– Её любить не надо. Её понимать надо, – промолвил пожилой заводчанин. – Я вот беспартийный, а эта власть в моём сердце. Тогда, при коммунистах, случись у меня беда – я мог пойти в партийный комитет, в профсоюз. Меня слушали и слышали. Бывало, пожурят, а потом обязательно обогреют. По-товарищески. А сейчас куда податься? В суд? Ну-ну, посмотрю я на тебя. Тогда я квартиру бесплатную получил, да и ты тоже. Детям высшее образование дал, а теперь внукам моим куда идти? Образование за деньги. А где их взять? Лучше уж сразу в бармены или в торговцы на рынок, и то по знакомству. – Ефим Степанович замолчал и попытался развернуть намокшее полотнище своего знамени. – Вот видишь, Сергеич, что на нём написано: «Вперёд, к победе коммунизма».
– Ну, мечтай, мечтай, малахольный, – вскинулся Никита Сергеевич. – У нас дураков любят. С ними веселее. Ты оглянись, чудило. Помнишь первого секретаря обкома нашей области – теперь губернатор, и нынешний мэр города тоже успел в горкоме партии подвизаться. Как были они раньше господами, так и сейчас ими остаются, только перекрасились из красного в синий цвет, аристократический. У них всё, и фабрики, и земли. И ты сам, я вижу, Егор, неплохо сейчас живёшь.
– Это что ты говоришь, Никита Сергеич? – обиделся Егор Степанович. – Работы нет, пенсия грошовая. Не то говоришь, Сергеич, не то. Не ожидал от тебя такого. Я тебе так скажу: Эрнесто Че Гевара тебя в свой отряд не взял бы.
– А говорю я так, Степаныч, потому что вижу, что времени у тебя много на такие глупости, – скривил рот в язвительной усмешке старый формовщик и, осмотревшись, вышел из лужи, которая за время разговора успела образоваться вокруг его сапог. – Ишь, праведник какой выискался. За народ он, за справедливость. Про Че Гевару запел. А тебя бы он взял? Оборванец. Чего выдумал. Упрекает здесь. Да кто дал тебе такое право? А ты спросил тот же народ, что ему нужно? Нет? Так я отвечу. Народу твоему нужно, чтобы его никто и никуда не тыкал, не мешал жить своими понуканиями. А ты опять с лозунгами и нравоучениями лезешь. А по какому праву? Вот ты всегда такой был. Не коммунист, а хочешь быть святее самого Ленина. Значит, есть у тебя время пустое молоть и флагом своим размахивать. А я вот бутылки по кустам и помойкам выискиваю, потому что не знаю, как мне этот день прожить и чем закусывать буду. Может, так-то лучше, чем агитацию под дождём разводить. Вот лучше помог бы мне железки с завода натаскать. Их тоже за деньги сдать можно. Вот тогда я сказал бы тебе спасибо.
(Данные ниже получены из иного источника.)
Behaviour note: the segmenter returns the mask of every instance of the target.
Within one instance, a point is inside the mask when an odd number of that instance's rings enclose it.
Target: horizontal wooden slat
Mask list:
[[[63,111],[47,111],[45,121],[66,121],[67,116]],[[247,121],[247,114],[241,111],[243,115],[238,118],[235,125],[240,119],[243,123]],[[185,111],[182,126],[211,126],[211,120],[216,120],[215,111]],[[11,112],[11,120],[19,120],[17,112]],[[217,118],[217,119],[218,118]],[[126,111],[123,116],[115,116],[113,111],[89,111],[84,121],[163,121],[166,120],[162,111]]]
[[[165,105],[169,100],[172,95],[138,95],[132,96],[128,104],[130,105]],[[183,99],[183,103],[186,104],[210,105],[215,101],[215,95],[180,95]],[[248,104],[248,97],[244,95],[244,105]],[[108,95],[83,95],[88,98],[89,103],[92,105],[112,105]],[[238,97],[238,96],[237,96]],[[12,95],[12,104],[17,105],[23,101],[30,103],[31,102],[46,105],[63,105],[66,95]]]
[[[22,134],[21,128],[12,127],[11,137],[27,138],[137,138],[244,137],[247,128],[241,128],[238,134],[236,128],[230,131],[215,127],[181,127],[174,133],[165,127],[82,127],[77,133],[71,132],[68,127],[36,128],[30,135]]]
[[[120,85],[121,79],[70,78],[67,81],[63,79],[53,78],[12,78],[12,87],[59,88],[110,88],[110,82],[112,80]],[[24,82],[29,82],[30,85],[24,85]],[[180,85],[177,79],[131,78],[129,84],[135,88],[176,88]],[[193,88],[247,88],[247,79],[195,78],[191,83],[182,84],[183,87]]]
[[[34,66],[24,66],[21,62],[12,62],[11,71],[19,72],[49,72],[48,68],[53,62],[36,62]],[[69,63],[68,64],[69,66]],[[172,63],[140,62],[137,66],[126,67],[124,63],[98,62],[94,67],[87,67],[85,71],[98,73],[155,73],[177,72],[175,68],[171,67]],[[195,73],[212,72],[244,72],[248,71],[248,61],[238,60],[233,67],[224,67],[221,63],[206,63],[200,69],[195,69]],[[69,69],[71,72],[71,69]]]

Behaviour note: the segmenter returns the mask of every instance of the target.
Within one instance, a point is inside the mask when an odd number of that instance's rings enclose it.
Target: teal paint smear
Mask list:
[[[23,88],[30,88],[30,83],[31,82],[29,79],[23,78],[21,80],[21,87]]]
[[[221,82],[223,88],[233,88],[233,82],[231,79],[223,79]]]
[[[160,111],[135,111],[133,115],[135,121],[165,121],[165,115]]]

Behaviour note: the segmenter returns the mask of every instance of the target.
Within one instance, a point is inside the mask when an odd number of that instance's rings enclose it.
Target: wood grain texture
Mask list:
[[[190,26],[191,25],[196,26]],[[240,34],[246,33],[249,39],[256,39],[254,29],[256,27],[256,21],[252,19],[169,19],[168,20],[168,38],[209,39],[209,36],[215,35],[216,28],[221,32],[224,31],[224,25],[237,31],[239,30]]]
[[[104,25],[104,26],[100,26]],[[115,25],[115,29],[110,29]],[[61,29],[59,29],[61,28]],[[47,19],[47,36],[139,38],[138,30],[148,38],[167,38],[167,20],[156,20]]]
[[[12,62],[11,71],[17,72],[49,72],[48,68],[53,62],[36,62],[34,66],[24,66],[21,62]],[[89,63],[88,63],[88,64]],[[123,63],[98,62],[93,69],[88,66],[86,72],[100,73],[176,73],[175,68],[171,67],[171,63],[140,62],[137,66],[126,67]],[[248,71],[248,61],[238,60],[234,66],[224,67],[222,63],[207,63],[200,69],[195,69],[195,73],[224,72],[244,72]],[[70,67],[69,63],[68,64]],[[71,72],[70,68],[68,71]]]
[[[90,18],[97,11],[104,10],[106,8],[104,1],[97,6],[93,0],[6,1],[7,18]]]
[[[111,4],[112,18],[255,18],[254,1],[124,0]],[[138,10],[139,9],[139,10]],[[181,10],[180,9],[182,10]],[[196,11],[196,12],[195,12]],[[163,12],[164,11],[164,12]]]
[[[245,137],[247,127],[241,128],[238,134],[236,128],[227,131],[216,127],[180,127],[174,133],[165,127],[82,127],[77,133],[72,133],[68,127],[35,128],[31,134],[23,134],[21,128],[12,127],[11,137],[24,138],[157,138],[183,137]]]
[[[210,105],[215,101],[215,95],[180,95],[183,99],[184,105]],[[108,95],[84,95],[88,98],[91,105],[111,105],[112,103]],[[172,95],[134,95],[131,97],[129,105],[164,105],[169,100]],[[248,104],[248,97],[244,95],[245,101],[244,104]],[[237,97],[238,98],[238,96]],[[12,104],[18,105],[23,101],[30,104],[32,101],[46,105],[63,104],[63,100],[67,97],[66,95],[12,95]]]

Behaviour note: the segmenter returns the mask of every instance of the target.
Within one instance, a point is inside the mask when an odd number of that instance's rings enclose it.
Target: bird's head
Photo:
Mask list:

– Прав я, тёмный ты, Никита Сергеич, и беспамятливый. А я помню, что всё, что я видел вокруг себя – наш завод, город, – было моё, народное. Тогда я работал, и зарплата была день в день. Попробуй её задержать рабочему человеку хоть на сутки. Враз комиссия из Москвы налетит и мозги секретарю обкома как надо вправит. Тогда я шёл по улице – и знал, что это моя улица; видел заводские кирпичные стены – и был уверен, что это мои стены. Я видел людей – и знал, что они такие же, как и я, товарищи, что нет ни богачей, ни бедняков. Помню, как весело смеялись и балагурили после субботников, добровольных, без принуждения. Разложим на сваленных замороженных досках принесённые из дома бутерброды и чайные термосы и душевно разговариваем. А потом шутки шутим, и чувствовал, что мои содранные ладони начинают быстрее заживать. Вот она, неразрывная сила коллективизма.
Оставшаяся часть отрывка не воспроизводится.